Oui tout était organisé pour que le touriste se sente à l’aise. Il y trouvait 900 musées dont un en particulier qui devait valoir son pesant de roubles: « L’exposition des réalisations de l’économie nationale » à Moscou. Dommage que ce petit guide ne nous en donne pas une idée par l’image mais sur Youtube figurez-vous que le film existe. C’est une rareté, tournée en 1957. Juste à l’entrée de cette expo dont l’origine -agricole- remontait à 1939, une sculpture en « acier inoxydable » était là pour impressionner le visiteur (les Parisiens avaient l’occasion de la voir lors de l’exposition universelle de 1937). Rien que son titre encourageait le déplacement puisque l’œuvre de Véra Moukhina avait été baptisée « L’ouvrier et la Kolkhozienne »: avouons que la promesse était alléchante. Et si de retour on se perdait en route pour s’être bêtement cru capable de se passer d’un guide, pas de problème car, comme dans toute société idéale, il est mentionné qu’en prononçant le seul mot « Intourist » ou le nom de votre hôtel, un « milicien, un chauffeur de taxi ou le premier passant venu » vous auraient tiré « d’embarras ». Le pourboire était prescrit. Un glossaire en fin d’ouvrage était même prévu pour aligner quelques mots de plus.

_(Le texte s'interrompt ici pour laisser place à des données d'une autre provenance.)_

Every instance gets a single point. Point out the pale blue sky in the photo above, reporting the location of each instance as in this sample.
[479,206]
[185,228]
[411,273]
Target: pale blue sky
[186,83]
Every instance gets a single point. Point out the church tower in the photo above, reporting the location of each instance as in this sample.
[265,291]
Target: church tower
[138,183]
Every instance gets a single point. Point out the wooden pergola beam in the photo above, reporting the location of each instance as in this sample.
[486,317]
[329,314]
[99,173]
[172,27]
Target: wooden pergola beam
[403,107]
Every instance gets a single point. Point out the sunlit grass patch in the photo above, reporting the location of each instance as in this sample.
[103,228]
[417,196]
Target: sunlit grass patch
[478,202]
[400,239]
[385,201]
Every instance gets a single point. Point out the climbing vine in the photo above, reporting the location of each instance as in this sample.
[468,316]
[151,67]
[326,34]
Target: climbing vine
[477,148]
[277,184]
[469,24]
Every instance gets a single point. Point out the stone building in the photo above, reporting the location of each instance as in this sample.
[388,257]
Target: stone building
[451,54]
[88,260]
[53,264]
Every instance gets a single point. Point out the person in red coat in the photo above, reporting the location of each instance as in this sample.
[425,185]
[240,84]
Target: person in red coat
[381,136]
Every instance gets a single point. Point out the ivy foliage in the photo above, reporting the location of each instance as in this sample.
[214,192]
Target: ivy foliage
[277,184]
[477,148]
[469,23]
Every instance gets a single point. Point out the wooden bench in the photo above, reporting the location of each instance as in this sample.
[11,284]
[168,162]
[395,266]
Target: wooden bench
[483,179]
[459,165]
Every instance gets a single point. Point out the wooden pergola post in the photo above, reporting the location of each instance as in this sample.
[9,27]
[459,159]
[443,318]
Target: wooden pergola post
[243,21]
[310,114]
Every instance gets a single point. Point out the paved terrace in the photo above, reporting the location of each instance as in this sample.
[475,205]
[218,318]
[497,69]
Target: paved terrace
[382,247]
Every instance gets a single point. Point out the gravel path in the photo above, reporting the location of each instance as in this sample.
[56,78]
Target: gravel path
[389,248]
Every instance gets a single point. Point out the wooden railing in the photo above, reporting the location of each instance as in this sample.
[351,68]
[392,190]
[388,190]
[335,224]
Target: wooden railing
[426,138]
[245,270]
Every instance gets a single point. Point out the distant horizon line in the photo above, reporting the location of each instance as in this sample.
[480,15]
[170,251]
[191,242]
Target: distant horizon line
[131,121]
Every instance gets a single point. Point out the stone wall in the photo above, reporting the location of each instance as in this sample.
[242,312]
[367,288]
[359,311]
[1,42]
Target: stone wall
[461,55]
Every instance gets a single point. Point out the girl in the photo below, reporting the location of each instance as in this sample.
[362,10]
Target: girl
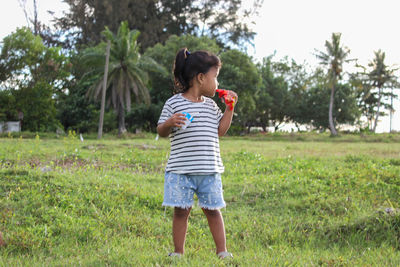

Feuilleter ce guide aimable permettait aussi de comprendre un pays qui s’affirmait défenseur des droits de la personne y compris dans sa vie privée. Il a sûrement fallu une certaine foi à ses auteurs pour rédiger cette précision. Mais le mieux page 97 c’est l’information selon laquelle en « Union Soviétique, il n’existe qu’un seul parti politique, le « Parti communiste ». C’est une chose de le savoir, c’en est une autre de le lire en toutes lettres. Il était expliqué dans ce long chapitre que ce principe parfait réglait la plupart des difficultés, bien mieux encore qu’un parti ultra-majoritaire dans un pays démocratique. Le Parti y apprend-t-on, compte à cette époque 10 millions d’adhérents et ne « substitue » pas au pouvoir de l’État. Mais c’est quand même lui qui « élabore la politique générale du pays » et « mobilise les masses pour résoudre les problèmes ». Tel un discret mastodonte si on veut bien passer sur cet oxymore.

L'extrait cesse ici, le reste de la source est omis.